Weston, 15th at last year’s Olympics, prevailed by 1.79 seconds combining times from four runs, the largest margin of victory at worlds for men or women since 2012.

Weston became the second British man to win a world skeleton title after Kristan Bromley in 2008. The 25-year-old from Surrey left taekwondo at age 17 due to a reported back injury and has three wins in six World Cups this season after considering quitting the sport over the summer, according to the BBC.

“What happened there [at Beijing 2022] hit us all really hard, and it took a while to get over,” he said, speaking of the whole British skeleton team that had no top-10 finishes after medals in the last five Olympics, according to the BBC.

Italian Amedeo Bagnis, whose best World Cup finish is eighth, took silver, a year after placing 11th at the Olympics. South Korean Jeong Seung-Gi earned bronze by one hundredth over Brit Chris Thompson, a year after placing 10th at the Olympics.

Kreher, a 24-year-old sprint convert in her first full World Cup season, won by one hundredth of a second over Olympic bronze medalist Kimberley Bos of the Netherlands. Mimi Rahneva took bronze for Canada’s first Olympic or world skeleton medal since 2015.

Kreher extended Germany’s streak to six consecutive women’s world titles. Kreher, last year’s world junior champion, has three World Cup podiums this season, but no wins on the circuit.

Germany’s reigning Olympic champions Christopher Grotheer and Hannah Neise were 10th and 15th, respectively. Tina Hermann, who won the last three women’s world titles, was fifth.

Two other Olympic champions were absent: 2014 gold medalist Aleksandr Tretiyakov is out due to the ban on Russians for the war in Ukraine. Yun Sung-Bin, a 2018 gold medalist, is taking this season off but is expected to come back, according to the South Korean federation.

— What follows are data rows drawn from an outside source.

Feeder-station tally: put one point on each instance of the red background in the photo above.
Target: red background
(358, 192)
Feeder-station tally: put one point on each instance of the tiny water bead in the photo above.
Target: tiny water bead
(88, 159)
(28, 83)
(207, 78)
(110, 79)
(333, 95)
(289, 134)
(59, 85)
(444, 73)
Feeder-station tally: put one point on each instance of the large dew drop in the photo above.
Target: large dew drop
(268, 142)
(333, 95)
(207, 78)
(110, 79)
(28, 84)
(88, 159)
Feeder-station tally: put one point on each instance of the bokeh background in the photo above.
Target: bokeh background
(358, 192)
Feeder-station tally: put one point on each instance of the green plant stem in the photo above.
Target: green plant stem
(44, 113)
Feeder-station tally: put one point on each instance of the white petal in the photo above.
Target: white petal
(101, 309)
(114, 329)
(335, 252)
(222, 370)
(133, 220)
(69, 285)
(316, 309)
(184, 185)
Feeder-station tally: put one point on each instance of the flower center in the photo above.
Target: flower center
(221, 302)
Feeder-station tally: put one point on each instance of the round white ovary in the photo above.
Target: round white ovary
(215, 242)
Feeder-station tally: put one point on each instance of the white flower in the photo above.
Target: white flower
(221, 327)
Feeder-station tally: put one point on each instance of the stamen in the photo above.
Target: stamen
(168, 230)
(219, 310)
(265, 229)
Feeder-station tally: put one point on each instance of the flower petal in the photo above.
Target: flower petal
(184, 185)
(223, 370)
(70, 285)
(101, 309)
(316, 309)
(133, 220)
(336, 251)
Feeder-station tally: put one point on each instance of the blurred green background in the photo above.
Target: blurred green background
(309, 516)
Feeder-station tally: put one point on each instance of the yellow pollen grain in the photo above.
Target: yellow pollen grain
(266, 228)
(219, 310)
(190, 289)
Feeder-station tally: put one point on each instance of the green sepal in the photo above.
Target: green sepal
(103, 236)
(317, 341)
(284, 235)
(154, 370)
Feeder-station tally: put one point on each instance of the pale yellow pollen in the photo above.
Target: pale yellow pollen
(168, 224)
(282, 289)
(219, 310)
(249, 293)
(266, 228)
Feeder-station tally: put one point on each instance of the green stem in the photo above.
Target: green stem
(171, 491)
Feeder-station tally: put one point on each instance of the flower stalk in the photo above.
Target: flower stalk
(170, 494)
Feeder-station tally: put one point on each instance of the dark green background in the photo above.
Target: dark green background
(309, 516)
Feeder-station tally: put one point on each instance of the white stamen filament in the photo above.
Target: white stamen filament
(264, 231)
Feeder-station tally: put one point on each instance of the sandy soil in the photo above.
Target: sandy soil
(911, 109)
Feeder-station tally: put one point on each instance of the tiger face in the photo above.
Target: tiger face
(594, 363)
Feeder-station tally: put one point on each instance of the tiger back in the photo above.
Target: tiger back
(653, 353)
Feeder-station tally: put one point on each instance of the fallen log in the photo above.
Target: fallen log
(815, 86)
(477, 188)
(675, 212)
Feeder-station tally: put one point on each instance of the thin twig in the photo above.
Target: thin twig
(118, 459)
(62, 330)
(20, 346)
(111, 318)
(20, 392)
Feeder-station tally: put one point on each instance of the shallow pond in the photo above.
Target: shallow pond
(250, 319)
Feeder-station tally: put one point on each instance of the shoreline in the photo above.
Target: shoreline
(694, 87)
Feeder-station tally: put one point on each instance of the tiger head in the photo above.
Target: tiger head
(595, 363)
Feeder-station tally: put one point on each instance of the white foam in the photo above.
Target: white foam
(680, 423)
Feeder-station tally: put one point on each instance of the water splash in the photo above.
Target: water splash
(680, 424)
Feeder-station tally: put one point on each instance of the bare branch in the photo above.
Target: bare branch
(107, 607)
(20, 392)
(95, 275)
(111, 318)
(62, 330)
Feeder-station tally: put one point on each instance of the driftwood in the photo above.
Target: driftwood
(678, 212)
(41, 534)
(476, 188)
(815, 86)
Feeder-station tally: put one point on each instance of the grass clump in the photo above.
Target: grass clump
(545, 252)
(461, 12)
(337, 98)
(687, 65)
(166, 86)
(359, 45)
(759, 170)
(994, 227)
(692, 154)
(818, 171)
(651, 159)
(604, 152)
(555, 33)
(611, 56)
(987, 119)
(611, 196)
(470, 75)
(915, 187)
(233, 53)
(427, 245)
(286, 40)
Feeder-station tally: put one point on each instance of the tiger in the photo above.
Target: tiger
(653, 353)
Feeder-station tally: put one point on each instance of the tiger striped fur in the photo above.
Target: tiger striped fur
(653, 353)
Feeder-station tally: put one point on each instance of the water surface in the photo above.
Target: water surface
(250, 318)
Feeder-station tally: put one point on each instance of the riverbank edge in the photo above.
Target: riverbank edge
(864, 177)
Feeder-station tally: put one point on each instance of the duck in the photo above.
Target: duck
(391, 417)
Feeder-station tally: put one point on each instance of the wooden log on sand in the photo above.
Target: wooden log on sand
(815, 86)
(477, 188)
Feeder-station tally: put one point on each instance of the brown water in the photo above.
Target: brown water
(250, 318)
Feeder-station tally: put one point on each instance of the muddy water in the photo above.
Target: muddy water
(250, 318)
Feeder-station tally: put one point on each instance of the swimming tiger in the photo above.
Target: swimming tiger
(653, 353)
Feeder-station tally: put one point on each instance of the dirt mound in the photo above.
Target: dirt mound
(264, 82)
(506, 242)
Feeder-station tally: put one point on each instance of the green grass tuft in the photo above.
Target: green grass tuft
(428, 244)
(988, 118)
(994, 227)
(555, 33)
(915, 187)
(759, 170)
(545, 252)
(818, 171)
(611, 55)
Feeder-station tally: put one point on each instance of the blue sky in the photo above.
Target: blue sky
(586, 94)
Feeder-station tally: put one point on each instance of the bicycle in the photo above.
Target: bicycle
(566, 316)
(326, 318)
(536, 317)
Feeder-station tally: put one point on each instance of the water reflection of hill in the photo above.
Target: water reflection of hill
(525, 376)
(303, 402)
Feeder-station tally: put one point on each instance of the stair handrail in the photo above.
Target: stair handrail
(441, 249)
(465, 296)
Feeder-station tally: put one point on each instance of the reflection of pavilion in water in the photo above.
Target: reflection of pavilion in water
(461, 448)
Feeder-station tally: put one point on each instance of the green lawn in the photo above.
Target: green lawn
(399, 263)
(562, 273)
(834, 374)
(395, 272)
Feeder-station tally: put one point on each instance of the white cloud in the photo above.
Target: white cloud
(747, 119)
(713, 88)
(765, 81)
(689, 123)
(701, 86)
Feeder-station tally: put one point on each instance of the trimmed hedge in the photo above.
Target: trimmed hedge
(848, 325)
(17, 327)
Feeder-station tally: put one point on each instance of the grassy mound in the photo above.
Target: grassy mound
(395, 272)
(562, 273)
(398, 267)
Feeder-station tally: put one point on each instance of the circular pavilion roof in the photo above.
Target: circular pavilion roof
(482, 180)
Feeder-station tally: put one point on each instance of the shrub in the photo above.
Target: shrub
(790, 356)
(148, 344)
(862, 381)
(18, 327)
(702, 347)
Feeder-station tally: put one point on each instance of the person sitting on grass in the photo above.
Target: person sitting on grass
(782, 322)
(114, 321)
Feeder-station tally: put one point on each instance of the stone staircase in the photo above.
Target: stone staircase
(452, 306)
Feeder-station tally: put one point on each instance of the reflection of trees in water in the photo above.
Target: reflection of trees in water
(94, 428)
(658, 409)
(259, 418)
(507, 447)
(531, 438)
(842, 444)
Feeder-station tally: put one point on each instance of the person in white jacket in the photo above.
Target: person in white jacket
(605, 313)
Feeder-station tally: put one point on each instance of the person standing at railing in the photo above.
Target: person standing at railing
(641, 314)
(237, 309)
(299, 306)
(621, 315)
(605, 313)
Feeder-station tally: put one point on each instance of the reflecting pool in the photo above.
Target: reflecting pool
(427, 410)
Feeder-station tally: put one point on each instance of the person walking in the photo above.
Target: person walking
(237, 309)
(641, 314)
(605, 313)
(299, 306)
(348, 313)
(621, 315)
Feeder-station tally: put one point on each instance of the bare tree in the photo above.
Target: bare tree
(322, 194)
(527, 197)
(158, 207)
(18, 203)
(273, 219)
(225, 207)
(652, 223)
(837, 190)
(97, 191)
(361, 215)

The top Americans were Hallie Clarke in 10th for the women and Austin Florian in 19th for the men. The last U.S. medalist at worlds was Noelle Pikus-Pace, who took silver in 2013.

Katie Uhlaender, the top U.S. finisher at the last worlds and last Olympics (sixth both times), has not competed this season after rupturing a tendon in her right ankle two months ago.

Worlds continue with the women’s monobob and two-man bobsled events Saturday and Sunday.